A tear rolled down her temple and wet her hair. She didn’t realize she’d shed one until it dripped into her ear, warm and wet and distinctly unpleasant.
“Fuck you, Gabe,” she murmured into the air, hoping he was still outside the door, hoping he heard. Half of her wanted to try to open it, see if he was on the other side. See what he would do if she tried to walk out. Would he tie her up? Knock her out? Kiss her?
All of those options seemed possible.
Thinking of Gabe made her mind turn to Bastian yet again. Where he was, whether Anton was being cruel. She didn’t think so—the strange conversation they’d had while chained made it seem like Anton had been keeping Bastian safe for longer than they realized; she couldn’t shake the memory of his near-reverent voice. Still, leaving him at the mercy of his uncle made her nervous.
None of them were safe here. None of them could leave.
Her mind drifted, but she didn’t let herself sleep again. The light through the window brightened to morning, deepened to midday, began the slow, golden melt of a midsummer afternoon.
She ate a little more, mostly to settle her sloshing stomach. She opened a bottle of wine from the sideboard below the window, and briefly thought of the first night she and Gabe had pilfered through it before giving a violent shake of her aching head, like the memory was a fly she could slap.
Lore drank half the bottle and swam pleasantly in the warm buzz of it as another hour ticked past and the window dimmed. It still hadn’t rained, and the dryness of the air gave the sunlight a brittle quality, like just-polished glass.

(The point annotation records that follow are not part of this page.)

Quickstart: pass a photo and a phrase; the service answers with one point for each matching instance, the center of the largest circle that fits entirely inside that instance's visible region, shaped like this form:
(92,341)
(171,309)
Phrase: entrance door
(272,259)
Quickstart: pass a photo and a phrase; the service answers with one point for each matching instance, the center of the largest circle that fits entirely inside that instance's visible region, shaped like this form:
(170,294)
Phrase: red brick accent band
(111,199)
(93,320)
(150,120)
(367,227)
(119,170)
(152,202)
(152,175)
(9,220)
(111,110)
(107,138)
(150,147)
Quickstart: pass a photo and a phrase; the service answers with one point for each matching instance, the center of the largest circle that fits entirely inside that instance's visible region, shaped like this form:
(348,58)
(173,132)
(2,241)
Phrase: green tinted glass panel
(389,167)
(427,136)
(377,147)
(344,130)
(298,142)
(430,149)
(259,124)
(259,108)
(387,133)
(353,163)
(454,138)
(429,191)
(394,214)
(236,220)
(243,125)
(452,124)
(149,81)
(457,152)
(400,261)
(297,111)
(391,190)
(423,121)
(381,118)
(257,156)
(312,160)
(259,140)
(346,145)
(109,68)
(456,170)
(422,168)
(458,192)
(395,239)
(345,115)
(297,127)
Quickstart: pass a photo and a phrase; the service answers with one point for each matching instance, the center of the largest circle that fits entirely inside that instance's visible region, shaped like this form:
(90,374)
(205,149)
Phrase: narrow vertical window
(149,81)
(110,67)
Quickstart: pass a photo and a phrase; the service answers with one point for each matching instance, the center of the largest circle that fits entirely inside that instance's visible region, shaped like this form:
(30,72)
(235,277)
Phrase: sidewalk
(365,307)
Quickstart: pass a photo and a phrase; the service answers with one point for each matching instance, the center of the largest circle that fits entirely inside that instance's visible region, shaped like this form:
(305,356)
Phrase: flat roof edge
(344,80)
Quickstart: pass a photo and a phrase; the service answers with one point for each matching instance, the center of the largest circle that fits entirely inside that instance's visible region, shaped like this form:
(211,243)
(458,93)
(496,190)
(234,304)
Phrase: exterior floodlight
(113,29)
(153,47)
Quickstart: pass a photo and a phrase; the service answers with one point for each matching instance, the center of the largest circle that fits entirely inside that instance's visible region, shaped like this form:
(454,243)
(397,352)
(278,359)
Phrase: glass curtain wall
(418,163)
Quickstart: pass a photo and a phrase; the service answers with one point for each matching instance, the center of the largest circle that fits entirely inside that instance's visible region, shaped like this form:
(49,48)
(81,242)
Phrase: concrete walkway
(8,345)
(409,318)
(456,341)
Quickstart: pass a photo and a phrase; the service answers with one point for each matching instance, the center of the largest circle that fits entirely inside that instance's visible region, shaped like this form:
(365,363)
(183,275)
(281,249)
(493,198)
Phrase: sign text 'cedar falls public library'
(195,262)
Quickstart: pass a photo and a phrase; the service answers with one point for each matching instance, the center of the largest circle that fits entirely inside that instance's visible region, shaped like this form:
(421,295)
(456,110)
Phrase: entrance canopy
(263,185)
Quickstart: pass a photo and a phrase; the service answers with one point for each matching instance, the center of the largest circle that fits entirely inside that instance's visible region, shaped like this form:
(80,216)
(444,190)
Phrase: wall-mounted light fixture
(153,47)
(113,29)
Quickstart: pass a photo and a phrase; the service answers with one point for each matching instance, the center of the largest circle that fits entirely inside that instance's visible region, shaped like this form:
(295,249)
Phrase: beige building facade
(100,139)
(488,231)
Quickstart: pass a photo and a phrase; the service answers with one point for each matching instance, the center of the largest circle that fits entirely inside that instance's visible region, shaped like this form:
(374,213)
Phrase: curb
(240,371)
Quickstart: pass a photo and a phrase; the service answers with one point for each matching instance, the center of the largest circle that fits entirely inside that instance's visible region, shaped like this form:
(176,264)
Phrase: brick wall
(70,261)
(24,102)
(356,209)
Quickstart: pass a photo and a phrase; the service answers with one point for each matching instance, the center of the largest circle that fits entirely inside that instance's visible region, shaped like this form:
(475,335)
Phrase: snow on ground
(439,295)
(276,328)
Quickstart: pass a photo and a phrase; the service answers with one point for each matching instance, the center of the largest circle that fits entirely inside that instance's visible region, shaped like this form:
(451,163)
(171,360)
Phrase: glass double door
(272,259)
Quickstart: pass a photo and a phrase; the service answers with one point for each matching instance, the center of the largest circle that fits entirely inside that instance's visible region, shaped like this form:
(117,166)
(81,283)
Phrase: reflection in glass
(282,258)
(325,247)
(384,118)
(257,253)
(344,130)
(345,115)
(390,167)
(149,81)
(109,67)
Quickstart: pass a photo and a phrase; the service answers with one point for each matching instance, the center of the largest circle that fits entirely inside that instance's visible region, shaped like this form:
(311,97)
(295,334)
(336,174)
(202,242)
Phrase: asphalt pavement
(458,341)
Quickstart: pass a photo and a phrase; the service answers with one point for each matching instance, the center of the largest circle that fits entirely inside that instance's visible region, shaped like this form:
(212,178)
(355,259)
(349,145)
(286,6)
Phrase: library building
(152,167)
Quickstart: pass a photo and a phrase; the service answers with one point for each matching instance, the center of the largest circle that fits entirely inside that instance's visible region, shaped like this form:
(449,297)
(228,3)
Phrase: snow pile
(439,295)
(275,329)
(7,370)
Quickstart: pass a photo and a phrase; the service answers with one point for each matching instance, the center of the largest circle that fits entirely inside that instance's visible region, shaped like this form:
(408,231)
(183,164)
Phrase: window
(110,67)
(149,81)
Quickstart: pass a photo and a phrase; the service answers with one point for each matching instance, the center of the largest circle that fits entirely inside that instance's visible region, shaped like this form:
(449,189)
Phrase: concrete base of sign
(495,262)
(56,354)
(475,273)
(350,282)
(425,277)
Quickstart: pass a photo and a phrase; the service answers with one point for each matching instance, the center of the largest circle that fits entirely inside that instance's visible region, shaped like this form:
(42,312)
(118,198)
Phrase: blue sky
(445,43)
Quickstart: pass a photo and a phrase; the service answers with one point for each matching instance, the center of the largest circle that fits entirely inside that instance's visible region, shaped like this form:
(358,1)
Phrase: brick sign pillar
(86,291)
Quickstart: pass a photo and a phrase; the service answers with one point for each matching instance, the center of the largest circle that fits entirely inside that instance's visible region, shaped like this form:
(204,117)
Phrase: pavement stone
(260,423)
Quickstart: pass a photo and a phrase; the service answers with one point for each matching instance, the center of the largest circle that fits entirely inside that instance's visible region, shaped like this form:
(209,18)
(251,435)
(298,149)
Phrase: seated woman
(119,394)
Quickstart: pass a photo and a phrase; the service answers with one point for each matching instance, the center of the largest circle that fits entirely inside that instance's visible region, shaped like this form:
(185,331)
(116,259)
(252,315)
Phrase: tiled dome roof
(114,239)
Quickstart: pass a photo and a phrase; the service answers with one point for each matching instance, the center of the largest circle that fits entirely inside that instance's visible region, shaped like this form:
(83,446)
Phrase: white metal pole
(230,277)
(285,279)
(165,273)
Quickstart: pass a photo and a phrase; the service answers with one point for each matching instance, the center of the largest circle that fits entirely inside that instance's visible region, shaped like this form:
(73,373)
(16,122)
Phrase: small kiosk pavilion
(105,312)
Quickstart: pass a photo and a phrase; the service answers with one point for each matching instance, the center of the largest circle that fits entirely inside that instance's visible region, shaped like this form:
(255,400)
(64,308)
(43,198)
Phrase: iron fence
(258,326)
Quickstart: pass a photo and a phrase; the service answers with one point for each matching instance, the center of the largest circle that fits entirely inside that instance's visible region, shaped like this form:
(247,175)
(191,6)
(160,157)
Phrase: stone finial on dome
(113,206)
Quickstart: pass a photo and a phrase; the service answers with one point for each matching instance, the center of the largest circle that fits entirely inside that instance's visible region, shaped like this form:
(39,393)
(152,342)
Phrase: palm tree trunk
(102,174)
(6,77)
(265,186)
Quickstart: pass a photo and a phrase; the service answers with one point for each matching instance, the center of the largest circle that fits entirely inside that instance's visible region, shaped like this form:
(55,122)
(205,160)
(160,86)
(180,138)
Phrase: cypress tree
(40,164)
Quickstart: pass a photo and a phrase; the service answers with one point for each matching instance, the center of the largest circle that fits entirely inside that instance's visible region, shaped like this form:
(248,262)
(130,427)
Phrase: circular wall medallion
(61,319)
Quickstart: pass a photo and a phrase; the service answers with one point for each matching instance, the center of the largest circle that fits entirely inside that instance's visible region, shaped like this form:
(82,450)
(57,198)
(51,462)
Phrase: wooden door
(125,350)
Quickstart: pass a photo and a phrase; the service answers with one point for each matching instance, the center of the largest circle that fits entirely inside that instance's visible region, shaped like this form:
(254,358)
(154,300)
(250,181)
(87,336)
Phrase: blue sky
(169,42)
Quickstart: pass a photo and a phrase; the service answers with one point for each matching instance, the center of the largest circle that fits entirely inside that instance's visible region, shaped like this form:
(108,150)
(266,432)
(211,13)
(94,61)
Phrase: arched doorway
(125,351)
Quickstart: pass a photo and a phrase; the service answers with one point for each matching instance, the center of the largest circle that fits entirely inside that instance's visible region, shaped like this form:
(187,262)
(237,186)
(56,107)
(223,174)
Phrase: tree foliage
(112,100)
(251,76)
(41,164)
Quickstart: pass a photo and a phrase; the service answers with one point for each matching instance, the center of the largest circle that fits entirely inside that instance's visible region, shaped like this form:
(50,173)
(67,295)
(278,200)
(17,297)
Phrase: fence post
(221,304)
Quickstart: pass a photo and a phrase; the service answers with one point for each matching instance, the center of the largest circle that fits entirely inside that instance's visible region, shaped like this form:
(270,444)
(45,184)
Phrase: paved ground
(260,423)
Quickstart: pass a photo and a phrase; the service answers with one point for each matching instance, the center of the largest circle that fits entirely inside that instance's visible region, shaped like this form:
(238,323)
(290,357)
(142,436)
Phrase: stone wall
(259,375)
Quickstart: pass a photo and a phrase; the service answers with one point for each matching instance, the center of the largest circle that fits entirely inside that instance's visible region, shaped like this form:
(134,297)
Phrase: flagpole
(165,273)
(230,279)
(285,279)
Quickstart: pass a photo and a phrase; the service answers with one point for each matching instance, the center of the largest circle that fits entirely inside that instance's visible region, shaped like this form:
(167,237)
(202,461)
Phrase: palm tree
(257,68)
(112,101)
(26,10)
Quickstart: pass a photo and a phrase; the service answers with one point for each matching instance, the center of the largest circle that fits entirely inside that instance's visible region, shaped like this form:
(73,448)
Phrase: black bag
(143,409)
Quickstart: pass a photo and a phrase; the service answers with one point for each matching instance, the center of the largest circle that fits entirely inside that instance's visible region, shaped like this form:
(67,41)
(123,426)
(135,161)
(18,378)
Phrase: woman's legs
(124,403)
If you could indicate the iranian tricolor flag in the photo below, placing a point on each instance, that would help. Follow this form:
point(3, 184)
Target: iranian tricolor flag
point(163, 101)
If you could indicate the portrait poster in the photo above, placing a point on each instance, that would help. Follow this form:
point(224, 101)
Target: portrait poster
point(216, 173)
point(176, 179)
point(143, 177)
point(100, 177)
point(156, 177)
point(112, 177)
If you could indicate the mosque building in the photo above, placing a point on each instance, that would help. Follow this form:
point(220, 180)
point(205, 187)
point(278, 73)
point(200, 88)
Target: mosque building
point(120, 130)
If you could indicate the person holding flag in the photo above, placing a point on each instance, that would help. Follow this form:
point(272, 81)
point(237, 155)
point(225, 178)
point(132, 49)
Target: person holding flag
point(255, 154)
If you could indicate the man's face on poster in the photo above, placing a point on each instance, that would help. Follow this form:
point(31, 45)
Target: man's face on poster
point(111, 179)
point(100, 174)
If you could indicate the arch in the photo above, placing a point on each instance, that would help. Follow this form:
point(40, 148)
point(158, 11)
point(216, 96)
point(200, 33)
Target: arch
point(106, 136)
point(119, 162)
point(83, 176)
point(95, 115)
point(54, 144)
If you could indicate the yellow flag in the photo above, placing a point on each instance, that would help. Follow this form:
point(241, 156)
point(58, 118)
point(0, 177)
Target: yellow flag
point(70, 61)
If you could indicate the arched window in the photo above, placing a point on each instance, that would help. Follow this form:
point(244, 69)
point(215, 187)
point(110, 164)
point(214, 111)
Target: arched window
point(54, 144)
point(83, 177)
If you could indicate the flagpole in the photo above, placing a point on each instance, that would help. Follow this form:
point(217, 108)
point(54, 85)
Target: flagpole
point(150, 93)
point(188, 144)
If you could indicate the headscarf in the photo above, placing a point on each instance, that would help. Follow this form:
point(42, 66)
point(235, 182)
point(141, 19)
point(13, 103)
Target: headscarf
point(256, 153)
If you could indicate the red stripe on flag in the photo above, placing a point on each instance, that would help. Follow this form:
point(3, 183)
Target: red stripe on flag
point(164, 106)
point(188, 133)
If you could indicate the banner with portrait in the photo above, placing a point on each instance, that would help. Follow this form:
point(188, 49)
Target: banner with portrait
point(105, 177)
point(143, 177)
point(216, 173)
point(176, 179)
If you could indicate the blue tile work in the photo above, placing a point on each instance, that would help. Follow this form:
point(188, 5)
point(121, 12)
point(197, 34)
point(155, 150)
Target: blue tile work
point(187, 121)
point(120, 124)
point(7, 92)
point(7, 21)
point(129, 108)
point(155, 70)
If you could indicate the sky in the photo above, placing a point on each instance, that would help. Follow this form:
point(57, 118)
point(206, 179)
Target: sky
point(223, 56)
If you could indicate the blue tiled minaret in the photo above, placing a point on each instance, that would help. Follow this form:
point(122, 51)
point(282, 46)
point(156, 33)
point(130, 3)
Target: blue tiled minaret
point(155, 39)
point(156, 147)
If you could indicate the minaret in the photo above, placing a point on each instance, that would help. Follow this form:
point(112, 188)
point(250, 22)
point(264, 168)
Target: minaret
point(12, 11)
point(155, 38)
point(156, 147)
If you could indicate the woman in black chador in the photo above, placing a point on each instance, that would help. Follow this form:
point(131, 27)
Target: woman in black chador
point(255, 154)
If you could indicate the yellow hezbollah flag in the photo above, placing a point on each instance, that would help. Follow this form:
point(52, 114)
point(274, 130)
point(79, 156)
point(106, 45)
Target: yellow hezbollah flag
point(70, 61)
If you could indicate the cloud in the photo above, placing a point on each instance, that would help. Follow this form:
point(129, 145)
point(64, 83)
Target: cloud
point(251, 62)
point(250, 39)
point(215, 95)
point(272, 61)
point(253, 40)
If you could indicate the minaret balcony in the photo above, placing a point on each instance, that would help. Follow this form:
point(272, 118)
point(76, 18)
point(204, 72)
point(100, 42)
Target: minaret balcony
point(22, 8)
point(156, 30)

When the clock noted half an hour to eight, the door opened. Gabe. He looked at her wild hair and her flushed face and didn’t comment on either of them. He held a garment bag in his hands and thrust it at her.
“Get dressed.” He sounded like he hadn’t spoken in days, like the last words he’d said were to her and in anger. “We’ll leave in twenty minutes.”
“Such a man of his word.”
His jaw twitched. Gabe laid down the bag and backed out the door, clicking the lock behind him again.
Carefully, still feeling some aftereffects from the wine, Lore made her way over and picked up the bag, pulling out a gown. It wasn’t heavy—panels of sheer dark lace made up the skirt, with a simple black bodice that dipped low in the front and back and left her arms bare. No appliques, no embroidery. Just black lace and black silk.
“Showtime,” Lore muttered.
CHAPTER THIRTY-NINE
To hold both darkness and light—to hold everything the world is made of—should be the burden of only one god. All powers will come into My hand, and then the world will know the hour of My return.
—The Book of Holy Law, Tract 856 (green text, spoken directly by Apollius to Gerard Arceneaux)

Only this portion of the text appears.